Senza esser rotto, e lacerato tutto
Dal vomero, dal rastro, e dal bidente,
Ogni soave, e delicato frutto
Dava il grato terren liberamente.
E quale egli venia da lui produtto,
Tal se ’l godea la fortunata gente,
Che spregiando condir le lor vivande
Mangiavan corne, e more, e fraghe, e ghiande.
Febo sempre più lieto il suo viaggio
Facea, girando la superna sfera,
E con fecondo, e temperato raggio
Recava al mondo eterna primavera.
Zefiro i fior d’Aprile, e i fior di Maggio
Nutria con aura tepida, e leggiera.
Stillava il mel da gli Elci, e da gli Olivi.
Correan nettare, e latte i fiumi, e i rivi.
O fortunata età, felice gente,
Che ti trovasti in così nobili anni,
C’havesti il corpo libero, e la mente
Questa da rei pensier, quel da tiranni:
Dove era almen securo l’innocente
Da gli odij, da l’invidie, e da gl’inganni.
Beato, e veramente secol d’oro,
Dove senza alcun mal tutti i ben foro.
Poi che al piu vecchio Dio noioso, e lento
Dal suo maggior figliuol fu tolto il regno,
Seguì il secondo secol de l’argento
Men buon del primo, e del terzo piu degno;
Che fu quel viver lieto in parte spento,
Ch’à l’huom convenne usar l’arte, e l’ingegno,
Servar modi, costumi, e leggi nove,
Sì come piacque al suo tiranno Giove.
Egli quel dolce tempo, ch’era eterno,
Fece parte de l’anno molto breve,
Aggiungendovi state, autunno, e verno,
Foco empio, acuti morbi, e fredda neve.
S’hebber gli huomini allhor qualche governo
Nel mangiar, nel vestire, hor grave, hor leve,
S’accommodaro al variar del giorno
Secondo ch’era ò in Cancro, ò in Capricorno.
Già Tirsi, e Mopso il fier giuvenco atterra
Per porlo al giogo, ond’ei ne mugghia, e geme.
Già il rozzo agricoltor fere la terra
Col crudo aratro, e poi vi sparge il seme.
Ne le grotte al coperto ogn’un si serra,
Overo arbori, e frasche intesse insieme.
E questo, e quel si fa capanna, ò loggia
Per fuggir sole, e neve, e vento, e pioggia.
Dal metallo, che fuso in varie forme
Rende adorno il Tarpeio, e ’l Vaticano,
Sortì la terza età nome conforme
À quel, che trovò poi l’ingegno humano,
Che nacque à l’huom si vario, e si difforme.
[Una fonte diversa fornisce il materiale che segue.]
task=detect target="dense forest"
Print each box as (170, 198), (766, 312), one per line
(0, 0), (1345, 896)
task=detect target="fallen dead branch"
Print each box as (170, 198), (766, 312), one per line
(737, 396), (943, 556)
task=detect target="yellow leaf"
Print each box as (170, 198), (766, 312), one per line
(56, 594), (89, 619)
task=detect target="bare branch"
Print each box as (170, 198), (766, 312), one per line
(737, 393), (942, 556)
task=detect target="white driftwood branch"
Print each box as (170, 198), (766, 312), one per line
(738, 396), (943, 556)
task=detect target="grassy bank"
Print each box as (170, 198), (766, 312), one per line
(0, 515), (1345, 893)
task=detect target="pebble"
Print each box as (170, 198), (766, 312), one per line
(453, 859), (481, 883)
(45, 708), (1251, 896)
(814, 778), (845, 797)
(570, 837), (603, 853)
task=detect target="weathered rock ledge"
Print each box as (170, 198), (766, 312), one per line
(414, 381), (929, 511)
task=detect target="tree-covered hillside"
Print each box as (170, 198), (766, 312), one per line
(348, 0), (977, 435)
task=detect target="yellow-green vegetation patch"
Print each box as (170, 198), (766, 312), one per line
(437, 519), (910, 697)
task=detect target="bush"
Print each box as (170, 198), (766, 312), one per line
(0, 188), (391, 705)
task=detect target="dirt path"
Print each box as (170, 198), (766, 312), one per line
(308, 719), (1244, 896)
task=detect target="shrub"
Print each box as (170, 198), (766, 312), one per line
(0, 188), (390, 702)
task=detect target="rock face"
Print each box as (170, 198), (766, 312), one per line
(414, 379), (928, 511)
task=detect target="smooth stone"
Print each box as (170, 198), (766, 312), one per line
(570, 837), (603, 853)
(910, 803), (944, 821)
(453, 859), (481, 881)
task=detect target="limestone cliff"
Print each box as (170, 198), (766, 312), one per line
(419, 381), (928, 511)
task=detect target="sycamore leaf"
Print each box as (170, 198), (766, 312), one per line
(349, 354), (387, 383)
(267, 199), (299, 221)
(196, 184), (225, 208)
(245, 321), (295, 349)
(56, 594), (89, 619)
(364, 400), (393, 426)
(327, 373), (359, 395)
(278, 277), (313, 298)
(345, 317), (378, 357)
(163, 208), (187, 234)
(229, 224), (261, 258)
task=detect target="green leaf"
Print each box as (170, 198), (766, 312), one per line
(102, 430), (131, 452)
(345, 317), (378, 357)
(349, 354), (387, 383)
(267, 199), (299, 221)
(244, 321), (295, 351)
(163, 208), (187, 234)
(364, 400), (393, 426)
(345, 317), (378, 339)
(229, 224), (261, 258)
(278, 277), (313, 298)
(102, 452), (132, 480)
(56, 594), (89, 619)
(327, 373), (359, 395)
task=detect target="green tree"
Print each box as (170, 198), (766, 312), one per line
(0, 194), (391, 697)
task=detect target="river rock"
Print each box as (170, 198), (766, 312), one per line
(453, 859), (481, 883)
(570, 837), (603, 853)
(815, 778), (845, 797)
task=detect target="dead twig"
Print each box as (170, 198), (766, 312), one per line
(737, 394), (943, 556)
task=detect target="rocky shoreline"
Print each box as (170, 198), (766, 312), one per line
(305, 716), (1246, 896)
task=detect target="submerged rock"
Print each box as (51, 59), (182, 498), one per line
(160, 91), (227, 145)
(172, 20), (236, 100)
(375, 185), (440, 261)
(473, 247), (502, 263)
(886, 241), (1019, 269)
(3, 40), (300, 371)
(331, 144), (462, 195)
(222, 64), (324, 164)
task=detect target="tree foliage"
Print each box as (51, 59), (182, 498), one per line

Che li fece venir con l’arme in mano
L’un contra l’altro impetuosi, e fieri
I lor discordi, ostinati pareri.
À l’huom, che già vivea del suo sudore
S’aggiunse noia, incomodo et affanno
Pericol nella vita, e ne l’honore,
E spesso in ambedue vergogna, e danno;
Ma se ben v’era rissa, odio, e rancore,
Non v’era falsità, non v’era inganno:
Come fur ne la quarta età più dura,
Che dal ferro pigliò nome, e natura.
Il ver, la fede, e ogni bontà del mondo
Fuggiro, e verso il ciel spiegaro l’ali:
E ’n terra usciro dal tartareo fondo
La menzogna, la fraude, e tutti i mali.
Ogni infame pensiero, ogni atto immondo
Entrò ne crudi petti de mortali;
E le pure virtù candide, e belle
Giro à splender nel ciel fra l’altre stelle.
Un cieco, e vano amor d’honori, e regni
Gli huomini indusse à diventar tiranni.
Fer le ricchezze i già svegliati ingegni
Darsi à i furti, à le forze, et à gl’inganni,
A gli homicidij, et à mille atti indegni,
Et à tante de l’huom ruine, e danni,
Che, per ostare in parte à tanti mali,
S’introdusser le leggi, e i tribunali.